Nach dem dritten Anschlag, vier Monate später, initiierte die Stadtjugendpflegerin einen Runden Tisch und lud Vertreter der Polizei, der Kirche, den Bürgermeister, Engagierte aus der Stadtverwaltung und Personen des öffentlichen Lebens, die Schulleitungen, Herrn C. und seine Freunde ein. Der Bürgermeister schlug eine Demonstration vor, um öffentlich Solidarität mit Herrn C. zu signalisieren und zu zeigen, dass die Bürger der Stadt gegen Rassismus und Fremdenfeindlichkeit stünden. Zur Vorbereitung der Demonstration bildete sich ein Netzwerk von Unterstützern. Zudem wurde ein Spendenkonto zur Unterstützung von Herrn C. eingerichtet, der wegen der Schäden größere Verdienstausfälle zu kompensieren hatte. Die Spendenaktion wurde eröffnet mit einer Benefiz-Filmvorführung über kurdische Flüchtlinge in Deutschland, einer Kooperationsveranstaltung mit der Opferperspektive und der Filminitiative.
Zur Aufklärung und Mobilisierung im Vorfeld der Demonstration wurde die Unterschriftenliste erneut verteilt. Weitere 150 Unterschriften kamen zusammen. Die lokale Presse veröffentlichte ausführliche Artikel, die dann von Schülern in Zusammenarbeit mit der Jugendpflegerin ausgeschnitten, vergrößert und zur Information auf Pappen geklebt und in der Schule aufgehängt wurden.
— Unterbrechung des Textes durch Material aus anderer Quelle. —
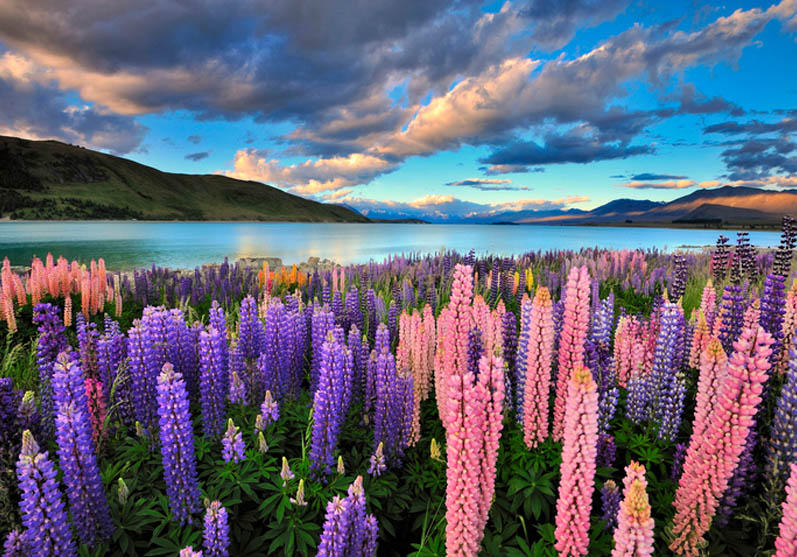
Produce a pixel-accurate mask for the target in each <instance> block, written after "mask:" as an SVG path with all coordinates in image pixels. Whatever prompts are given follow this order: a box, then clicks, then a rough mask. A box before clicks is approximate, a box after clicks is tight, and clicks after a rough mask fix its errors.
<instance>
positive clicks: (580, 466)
mask: <svg viewBox="0 0 797 557" xmlns="http://www.w3.org/2000/svg"><path fill="white" fill-rule="evenodd" d="M568 386H569V389H568V392H567V405H566V407H565V417H564V420H563V426H564V427H563V429H564V432H563V447H562V466H561V471H562V479H561V481H560V482H559V496H558V499H557V500H556V531H555V535H556V545H555V546H554V547H555V548H556V550H557V551H558V552H559V553H560V555H573V556H576V555H586V554H587V547H588V545H589V515H590V511H591V508H592V491H593V489H594V483H595V457H596V456H597V443H598V387H597V385H596V384H595V380H594V379H593V378H592V373H591V372H590V371H589V370H588V369H587V368H585V367H584V366H578V367H576V369H574V370H573V373H572V374H571V377H570V381H569V385H568Z"/></svg>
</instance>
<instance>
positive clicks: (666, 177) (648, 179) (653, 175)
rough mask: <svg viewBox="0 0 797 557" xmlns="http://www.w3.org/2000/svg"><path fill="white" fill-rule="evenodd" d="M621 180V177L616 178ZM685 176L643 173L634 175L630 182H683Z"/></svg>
mask: <svg viewBox="0 0 797 557" xmlns="http://www.w3.org/2000/svg"><path fill="white" fill-rule="evenodd" d="M614 177H615V176H613V178H614ZM616 178H622V176H616ZM684 178H686V176H678V175H677V174H654V173H651V172H643V173H642V174H634V175H633V176H631V180H634V181H640V182H654V181H656V180H683V179H684Z"/></svg>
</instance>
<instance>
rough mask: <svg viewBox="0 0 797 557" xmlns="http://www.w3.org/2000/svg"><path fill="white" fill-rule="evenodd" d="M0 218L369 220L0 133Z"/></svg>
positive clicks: (244, 181)
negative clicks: (3, 216) (27, 139)
mask: <svg viewBox="0 0 797 557" xmlns="http://www.w3.org/2000/svg"><path fill="white" fill-rule="evenodd" d="M0 169H2V171H0V216H11V218H22V219H98V218H110V219H130V218H138V219H152V220H262V221H304V222H368V219H367V218H366V217H364V216H363V215H360V214H359V213H357V212H355V211H352V210H350V209H348V208H346V207H341V206H339V205H327V204H324V203H318V202H316V201H311V200H309V199H304V198H302V197H298V196H295V195H291V194H289V193H286V192H284V191H282V190H279V189H277V188H273V187H271V186H267V185H265V184H261V183H259V182H250V181H243V180H235V179H232V178H228V177H226V176H219V175H192V174H172V173H168V172H161V171H160V170H156V169H154V168H151V167H149V166H145V165H142V164H138V163H136V162H133V161H131V160H128V159H124V158H120V157H115V156H112V155H106V154H104V153H99V152H97V151H92V150H89V149H85V148H82V147H77V146H73V145H67V144H64V143H61V142H58V141H29V140H25V139H19V138H15V137H5V136H0Z"/></svg>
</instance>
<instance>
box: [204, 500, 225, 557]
mask: <svg viewBox="0 0 797 557" xmlns="http://www.w3.org/2000/svg"><path fill="white" fill-rule="evenodd" d="M205 507H206V508H205V528H204V530H203V532H202V547H203V549H204V550H205V553H204V554H205V557H227V556H228V555H229V554H230V553H229V547H230V525H229V522H228V517H227V509H225V508H224V507H222V506H221V501H213V502H212V503H211V502H207V503H206V505H205Z"/></svg>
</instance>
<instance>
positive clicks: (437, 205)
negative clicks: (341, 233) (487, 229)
mask: <svg viewBox="0 0 797 557" xmlns="http://www.w3.org/2000/svg"><path fill="white" fill-rule="evenodd" d="M340 201H341V202H342V203H345V204H346V205H349V206H351V207H353V208H355V209H356V210H358V211H360V212H361V213H362V214H364V215H366V216H371V217H375V218H420V219H425V220H432V221H436V222H488V221H490V220H491V219H493V218H494V217H495V216H497V215H500V214H502V213H507V212H518V211H529V210H531V211H554V210H561V209H565V208H566V207H568V206H569V205H573V204H576V203H585V202H588V201H589V197H587V196H567V197H564V198H561V199H553V200H550V199H518V200H515V201H507V202H496V203H476V202H473V201H465V200H462V199H459V198H457V197H455V196H453V195H439V194H427V195H424V196H423V197H420V198H418V199H414V200H411V201H407V202H399V201H382V200H374V199H367V198H362V197H345V198H342V199H341V200H340Z"/></svg>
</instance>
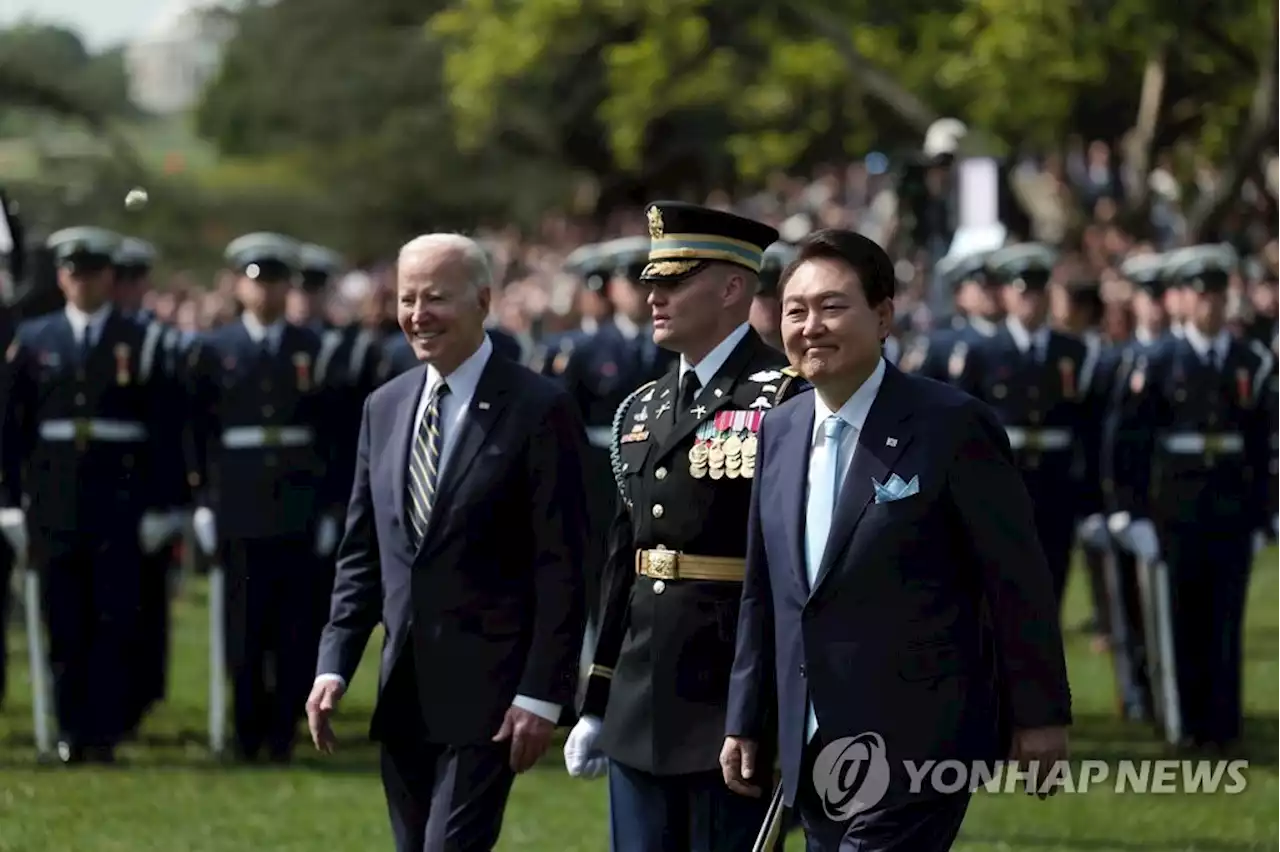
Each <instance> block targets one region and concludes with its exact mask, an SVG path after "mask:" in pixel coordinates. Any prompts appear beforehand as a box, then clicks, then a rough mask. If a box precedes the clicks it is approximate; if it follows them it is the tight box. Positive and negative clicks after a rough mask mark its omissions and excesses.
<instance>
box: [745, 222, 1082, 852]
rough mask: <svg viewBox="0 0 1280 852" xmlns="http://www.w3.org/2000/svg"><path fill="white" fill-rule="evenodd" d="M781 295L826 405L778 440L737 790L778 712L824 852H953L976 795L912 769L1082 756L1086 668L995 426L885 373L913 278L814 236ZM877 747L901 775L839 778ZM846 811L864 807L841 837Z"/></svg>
mask: <svg viewBox="0 0 1280 852" xmlns="http://www.w3.org/2000/svg"><path fill="white" fill-rule="evenodd" d="M781 294H782V338H783V343H785V345H786V351H787V356H788V358H790V359H791V362H792V363H794V365H795V366H796V367H797V368H799V370H800V372H801V375H804V376H805V377H806V379H808V380H809V381H810V383H812V384H813V385H814V391H813V393H804V394H800V395H797V397H795V398H794V399H791V400H790V402H787V403H786V404H783V406H781V407H778V408H777V409H774V411H773V412H772V413H771V414H769V416H768V417H767V418H765V420H764V426H763V427H762V434H760V448H759V450H758V452H759V459H760V461H759V462H758V463H759V464H760V473H759V476H758V477H756V480H755V489H754V491H753V495H751V513H750V521H749V525H748V553H746V578H745V581H744V587H742V605H741V609H740V615H739V632H737V652H736V659H735V665H733V677H732V683H731V692H730V706H728V719H727V730H726V734H727V738H726V742H724V748H723V752H722V757H721V762H722V769H723V773H724V780H726V783H727V784H728V785H730V787H731V788H733V789H745V788H748V787H751V785H754V784H756V783H758V782H756V779H758V777H759V774H760V773H767V771H768V769H769V768H768V766H756V765H755V750H756V746H758V741H759V739H760V737H762V736H764V732H765V722H767V719H768V715H769V714H768V710H769V706H768V705H769V702H772V701H774V700H776V701H777V711H778V738H780V742H778V748H780V752H781V757H782V788H783V791H785V796H786V802H787V803H788V805H791V806H794V807H795V809H796V811H797V814H799V816H800V821H801V824H803V825H804V829H805V833H806V835H808V838H809V849H810V851H820V852H827V851H831V852H835V851H836V849H859V852H870V851H874V852H886V851H888V849H911V851H913V852H929V851H933V849H940V851H941V849H947V848H950V846H951V843H952V842H954V839H955V837H956V833H957V832H959V828H960V823H961V820H963V819H964V814H965V809H966V807H968V802H969V793H968V792H966V791H961V792H959V793H950V794H946V793H938V792H931V791H928V789H923V791H918V792H913V791H910V784H909V775H908V773H906V771H905V769H906V768H905V765H904V761H915V762H922V761H927V760H947V759H957V760H963V761H974V760H995V759H1004V757H1010V756H1012V757H1015V759H1019V760H1037V761H1041V762H1042V764H1043V762H1050V761H1053V760H1059V759H1061V757H1064V756H1065V753H1066V725H1069V724H1070V720H1071V714H1070V697H1069V690H1068V683H1066V665H1065V660H1064V654H1062V645H1061V638H1060V636H1059V631H1057V618H1056V611H1057V608H1056V604H1055V601H1053V592H1052V588H1051V586H1050V576H1048V569H1047V567H1046V562H1044V554H1043V553H1042V550H1041V546H1039V544H1038V541H1037V539H1036V528H1034V523H1033V519H1032V512H1030V505H1029V501H1028V498H1027V491H1025V489H1024V487H1023V485H1021V480H1020V477H1019V475H1018V469H1016V468H1015V467H1014V466H1012V462H1011V455H1010V448H1009V440H1007V438H1006V436H1005V432H1004V430H1001V429H1000V426H998V425H997V423H996V421H995V417H993V416H992V413H991V411H989V409H988V408H987V407H984V406H982V404H980V403H978V402H977V400H974V399H973V398H970V397H968V395H965V394H964V393H961V391H959V390H954V389H951V388H948V386H946V385H943V384H941V383H936V381H932V380H928V379H920V377H915V376H910V375H906V374H902V372H900V371H899V370H897V368H896V367H893V366H891V365H888V363H887V362H886V361H884V358H883V356H882V353H881V349H882V344H883V340H884V338H886V336H887V335H888V331H890V329H891V324H892V319H893V267H892V264H891V262H890V258H888V256H887V255H886V253H884V252H883V249H881V248H879V247H878V246H877V244H876V243H873V242H872V241H869V239H867V238H864V237H860V235H858V234H855V233H851V232H841V230H820V232H817V233H814V234H812V235H810V237H808V238H806V239H805V241H804V242H803V243H801V244H800V251H799V255H797V257H796V260H795V261H794V262H792V264H791V265H790V266H788V267H787V270H786V271H785V272H783V276H782V280H781ZM992 658H993V659H992ZM1006 730H1010V732H1011V737H1012V741H1011V743H1010V742H1009V733H1006ZM858 737H861V738H863V743H864V745H863V746H861V752H863V756H864V757H868V759H872V760H876V759H877V756H878V759H879V764H881V766H882V768H884V769H886V771H884V775H883V778H879V779H870V775H869V774H868V773H867V771H864V773H863V774H861V775H858V774H854V773H851V771H850V769H856V768H855V766H852V764H850V766H841V765H838V764H840V762H841V761H836V764H837V765H832V766H827V764H829V762H831V756H832V755H835V753H838V752H842V751H844V752H845V753H846V755H847V756H849V759H850V760H855V755H858V753H859V751H860V750H859V748H852V747H850V748H846V747H847V746H850V739H849V738H858ZM867 743H876V747H874V748H873V747H872V746H869V745H867ZM828 745H831V746H832V750H831V751H827V752H826V756H827V760H826V761H823V760H822V757H820V756H822V755H823V753H824V752H823V750H824V747H826V746H828ZM877 751H878V755H877V753H874V752H877ZM815 764H818V766H817V769H815ZM863 769H864V770H865V769H867V764H864V765H863ZM828 770H829V771H828ZM850 778H854V779H855V780H864V778H865V779H868V780H878V782H881V784H882V785H881V787H879V788H878V789H870V788H869V787H868V785H867V784H863V788H861V789H851V788H850V789H845V787H847V785H849V783H850V782H849V779H850ZM837 802H844V803H847V805H850V806H856V807H847V809H845V811H844V812H842V814H840V815H838V816H841V817H842V819H835V817H833V811H835V810H838V809H833V805H835V803H837Z"/></svg>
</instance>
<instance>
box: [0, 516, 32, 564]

Der vom Bürgermeister verfasste Demonstrationsaufruf wurde über Vereine und Parteien, Schulen, die Presse und andere Multiplikatoren breit gestreut. Trotz schlechten Wetters kamen etwa 400 Menschen. Viele Jugendliche, kommunale Vertreter, auch aus der Kreisstadt, nahmen teil. Anschließend wurden im Gemeindehaus der evangelischen Kirche Videoclips gegen Rassismus gezeigt, die Schüler der Stadt in ihren Klassen produziert hatten.
Bei den für den zweiten Anschlag verantwortlichen Tätern handelt es sich um einen zum Tatzeitpunkt 17-Jährigen und einen 21-Jährigen. Einige Tage bevor sie Feuer legten, hatten sie den Imbissbetreiber als »Scheiß-Döner« beschimpft. Als Tatmotiv für die Brandstiftung gaben sie bei ihrer Verhaftung an: »Wir können Ausländer nicht leiden. Wir sind hier nicht in Türkenland, die sollen das[Döner] hier nicht verkaufen.« Der 17-Jährige wurde im Schnellverfahren von einem Jugendrichter zu vier Wochen Arrest verurteilt. Inzwischen ist auch das Verfahren gegen den 22-jährigen Mittäter abgeschlossen, dem in einem Gerichtsgutachten eine niedrige Intelligenz bescheinigt wurde. Er wurde zu sieben Monaten auf Bewährung und zu 150 Arbeitsstunden verurteilt.